The thin, flexible catheters used during the mapping process also include sensors that record how much force the doctors are applying to the tip of the wire. This means there’s less risk of perforation of heart tissue – a concern if you’re only relying on your fingers to gauge how close you are to the wall of the heart.
These tools make the ablations “absolutely safer,” Dr. Glover says.
As the heart’s electrical information is mapped by the diagnostic catheter, the heart’s pulses are displayed on a screen in a 3D model, allowing doctors to see any abnormalities. Then, another catheter with a specialized tip that emits heat is used to target the abnormal tissue and create tiny scars to block the electrical signals that cause the arrhythmia.
This surgery can be done manually or with the help of robotics. With robotics, electrophysiologists can manipulate the magnetic system to drive the wires around inside the heart while sitting in a separate room – away from possible radiation exposure and with millimetre precision.
“It’s very similar to video games. You’re operating in virtual reality; it’s a reconstruction built from imaging and from tracing equipment and from pieces of images from ultrasounds,” Dr. Crystal explains.
“It’s a reflection of reality, and the tools you use are joysticks, a mouse and the button.”
Going forward, Dr. Crystal, who is also the president of the Society for Cardiac Robotic Navigation (Americas), says there is the potential for cardiac ablations to be done remotely. In this scenario, a doctor in one location could guide robotic tools that are hundreds of kilometres away.
“These tools will [eventually] become much more widespread [and] be used for the procedures which we today do manually,” Dr. Crystal says. “They [can] become the tools for telemedicine for complex and difficult cases.”
In the end, John underwent two full cardiac ablations with Dr. Crystal, following an initial attempt to recalibrate his heart through a smaller procedure called an electrical cardioversion. His heart rhythm had stabilized following that first treatment, but reverted to abnormally high levels within days of John leaving the hospital. The same thing happened after John’s first ablation, leading Dr. Crystal to classify John’s heart as “stubborn” and prone to reversals. A second (and final) ablation did the trick.
While the ablations were John’s first major operations, he said he felt surprisingly calm as he was prepped for the procedure, in large part because of the attitude of the medical staff.
“Everybody around me was helping me deal with the stress,” John says. “I never felt alone.”
And as someone who worked in the entertainment industry his whole life, John says the fact that the operating room looked like a “very high-tech television studio” also helped put him at ease.
According to Dr. Glover, John isn’t the only patient who was comforted by the level of technology involved and the amount of information gathered before the procedure. Some even say the operating room “looks like something space age,” Dr. Glover says, noting he’s grateful Sunnybrook has supported an investment in technology that leads to better patient outcomes and a safer work environment.
Two years after his second ablation, John’s heart is humming along at regular levels. He’s back on his bike and working out at the gym – with a few modifications.

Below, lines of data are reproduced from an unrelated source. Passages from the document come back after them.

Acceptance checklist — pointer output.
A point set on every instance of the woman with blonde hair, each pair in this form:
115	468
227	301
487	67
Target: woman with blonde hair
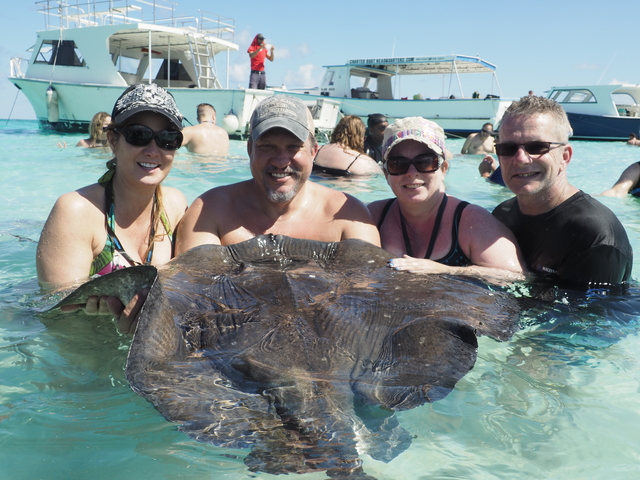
426	229
126	218
345	156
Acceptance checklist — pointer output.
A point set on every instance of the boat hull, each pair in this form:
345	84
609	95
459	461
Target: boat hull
77	103
602	127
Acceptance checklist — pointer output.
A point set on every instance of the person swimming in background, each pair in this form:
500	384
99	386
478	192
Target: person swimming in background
481	142
97	134
489	168
628	183
206	138
376	123
633	140
127	218
345	155
428	230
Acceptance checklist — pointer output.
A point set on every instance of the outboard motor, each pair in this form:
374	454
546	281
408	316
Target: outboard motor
53	113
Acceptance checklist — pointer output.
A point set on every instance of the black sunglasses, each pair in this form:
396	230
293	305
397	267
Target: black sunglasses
141	136
427	163
532	148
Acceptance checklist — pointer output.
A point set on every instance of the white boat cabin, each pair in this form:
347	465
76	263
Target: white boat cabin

The information Dr. Crystal was able to gather about John’s heart had an unexpected side benefit for John: It has given him a whole new approach to fitness. He still makes time for three gym workouts each week and does up to 500 kilometres on his bike, but he engages in short bursts of high-intensity exercise that give his heart rest time to recover.

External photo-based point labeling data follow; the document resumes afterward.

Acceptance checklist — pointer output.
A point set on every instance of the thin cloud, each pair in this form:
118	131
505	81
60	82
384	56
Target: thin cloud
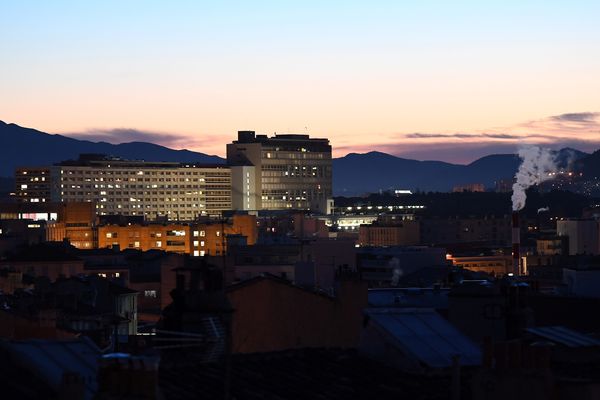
127	135
502	136
590	117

John is also part of a global study that Dr. Crystal is conducting that aims to further understand the relationship between arrhythmias and strokes, as well as how to prevent reversals from happening after ablations.
“I feel fitter today than I did when I was 20,” John says of his life since cardiac ablations. “I’m smarter about fitness and [have more] self-awareness. There’s a whole rhythm to things now.”